Jazz? To my delight, I encountered The Smokehouse Blue Jazz Marching Band marking time in a lazy circle on the corner by the old tobacconist’s shop, saxophones (Mick Murphy on alto), trombone, clarinet, trumpets, drum et al pumping out pure New Orleans. For what is Carnival without a jazz band? Nothing but a wan replica, a plastic Mona Lisa, a £20 note bearing the image of Cheryl Cole, a cheese and tomato sandwich made with Edam.

This band is good. Paucity of live jazz leads us to be grateful for small blessings and so we tend to consider most of what we hear as worthy, but this was beyond worthy – it was unquenched primitive excellence. Early jazz had a rawness and un-sophistication about it. Marching jazz - carnival jazz - rekindles that early enthusiasm and energy from the times when jazz was still being played as intended – to get people dancing, even, or maybe especially, at New Orleans funerals. What the music set out to do, this band seems to achieve. A small but appreciative audience applauded cheerily.

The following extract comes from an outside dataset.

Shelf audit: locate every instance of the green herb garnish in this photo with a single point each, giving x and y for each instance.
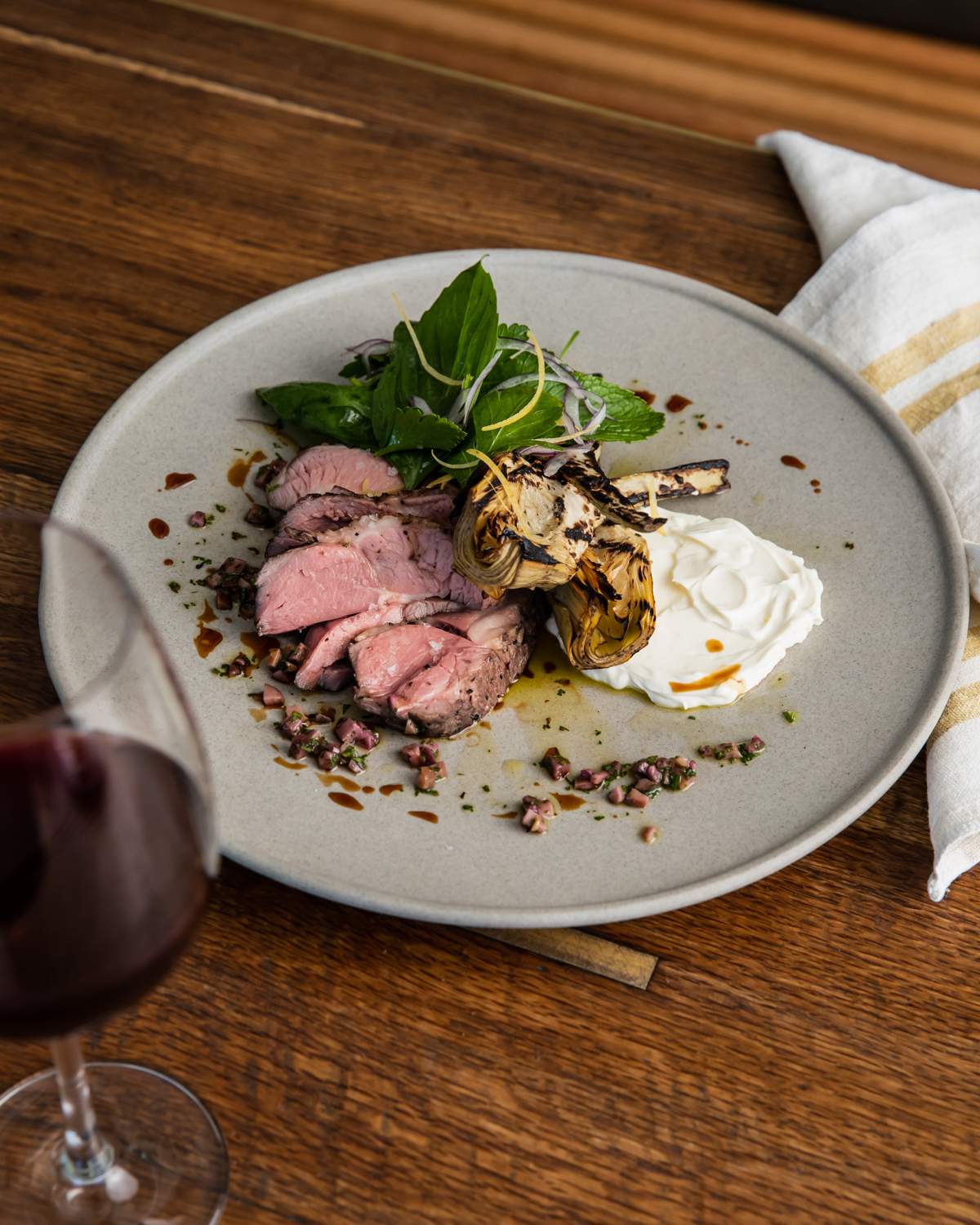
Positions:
(458, 385)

Smokehouse Blue processed along the High Street. At the band’s head, the grey-beard Grand Marshal, resplendent in black coat and hat, ceremonial sash and ornate traditional umbrella, led his musicians to that most appropriate of NO anthems – Bourbon Street Parade. Impatient cars squeezed past. Not even good jazz can be allowed to halt commerce and the traffic.

Serendipity! Around the corner was a carnival music market with a huge stock of covetable LPs for sale. I could have spent a lot of money, but I settled for a 1962 recording by the Gerry Mulligan Concert Jazz Band. I still reckon Mulligan had one of the best swing (with a small s) bands around at the time. In my choice is an irony. Mulligan purposefully formed his big band with the objective of playing music for the concert hall, not for dancing. But I can’t always square the circle.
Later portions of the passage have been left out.